July 02, 2006
Buffett's words, and his actions, on the estate tax
BOB RAYNER
TIMES-DISPATCH
Warren Buffett sure bought some fine headlines when he decided to donate two-thirds of his estate to a foundation run by fellow mega-billionaire Bill Gates and his wife.
There's little doubt that much good will be accomplished with the $30 billion Buffett intends to gradually funnel to the Gates Foundation, doubling its endowment.
Buffett clearly believes he's the best judge of how to dispose of the $44 billion or so he's earned during a career as one of history's great investors. He's surely right about that.
So it's a little odd -- a bit ironic, even -- when we recall that Buffett has been a vocal opponent of efforts to repeal the estate tax, also known as the death tax.
. . .
The federal estate tax applies if you die and leave more than $2 million to your heirs, except your spouse, who can inherit without paying taxes. Basically, the government takes a 46 percent cut of everything above $2 million.
For example, a $4 million estate left to someone's children would pay $920,000 to the federal government.
In reality, though, entire industries have thrived by creating plans to avoid or minimize estate tax liability
It seems a safe bet that Buffett's lawyers and tax accountants have devised ways to legally avoid the federal estate tax.
Assume, for the sake of simplicity, that the billionaire decided to allow his estate to be taxed at the current 46 percent rate. The federal government would grab about $20 billion off the top. That leaves a hefty $24 billion.
But Buffett plans to give $30 billion to the Gates Foundation, and smaller but significant sums to other foundations, including three run by his children.
Guess the feds are getting stiffed.
Which is fine.
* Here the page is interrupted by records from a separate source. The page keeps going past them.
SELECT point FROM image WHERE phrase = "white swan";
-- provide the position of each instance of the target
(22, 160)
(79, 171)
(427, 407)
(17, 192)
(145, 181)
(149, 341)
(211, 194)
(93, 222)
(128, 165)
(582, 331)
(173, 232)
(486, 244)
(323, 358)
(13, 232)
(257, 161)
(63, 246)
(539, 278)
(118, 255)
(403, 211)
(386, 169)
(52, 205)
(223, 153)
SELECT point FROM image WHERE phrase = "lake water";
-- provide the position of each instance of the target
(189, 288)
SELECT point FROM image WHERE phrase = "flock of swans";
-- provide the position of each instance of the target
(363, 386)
Better to have Bill and Melinda Gates spend that money on fighting Third World diseases than see it turned over to the earmark crowd in Congress.
Still, one has to wonder why Buffett believes his judgment should prevail when it comes to his own wealth, but the federal tax code should decide the fate of estates created by folks who don't game the system as skillfully as The Oracle of Omaha.
. . .
In a CNN interview last year with Lou Dobbs, Buffett bemoaned the effect an estate-tax repeal would have on the federal budget:
"We raise, what, $30 billion from the estate tax," he told Dobbs.
"And, you know, I would like to hear the congressmen say where they are going to get the $30 billion from if they don't get it from the estate tax. It's nice to say, you know, wipe out this tax, but we're running a huge deficit, so who does the $30 billion come from?"
Well, $20 billion could come from Buffett's estate one of these days. But apparently it won't.
Buffett's numbers were a little off the mark, by the way.
The estate tax raised about $25 billion last year, according to the Congressional Budget Office. Fun fact: That's how much the federal government spends in 82 hours.
Buffet should be congratulated for putting his enormous wealth to work helping the far-less fortunate.
But it's a bit unseemly to watch him avoid the full force of a tax he insists others must keep paying.
Most Americans never have to worry about paying the estate tax. Clearly, some billionaires don't, either.